How do i replace each new line with a whitespace and replace 2 strings with a white space in python?-CodePudding

This is the answer that scrapes a particular section of an article on a website.

soup.find("div", {"id": "content_wrapper"}).text

I am supposed to replace each new line ('\n') in the body text with a whitespace (' '). I have done this with -soup.find("div", {"id": "content_wrapper"}).text.replace("\n", " ").strip()

But I still need to replace each of the '\xa0' and '\u200a' strings in the body text with a whitespace (' ') and Strip out all leading and trailing whitespaces.

How do I do this please?

Thank you!

CodePudding user response：

You just can add new replace methods after a replace method.

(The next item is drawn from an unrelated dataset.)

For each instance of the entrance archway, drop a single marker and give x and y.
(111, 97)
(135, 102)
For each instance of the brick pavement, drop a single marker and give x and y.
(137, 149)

text = soup.find('div', {'id': 'content_wrapper'}).text
modified_text = text.replace('\n', ' ').replace('\xa0', ' ').replace('\u200a', ' ').strip()

If I understood correctly you want to remove these whitespaces too. Then, you shouldn't replace the words with whitespace " ". You should replace them with empty string, "".

text = soup.find('div', {'id': 'content_wrapper'}).text
modified_text = text.replace('\n', '').replace('\xa0', '').replace('\u200a', '').strip()

CodePudding user response：

all you need to do is check to see if it is in the text and write over it. like:

string = soup.find('div', {'id': 'content_wrapper'}).text
write = []
for i in string:
    if i.find('\\xa0') == 0: i = ''
    if i.find('\\u200a') == 0: i = ''
    write.append(i)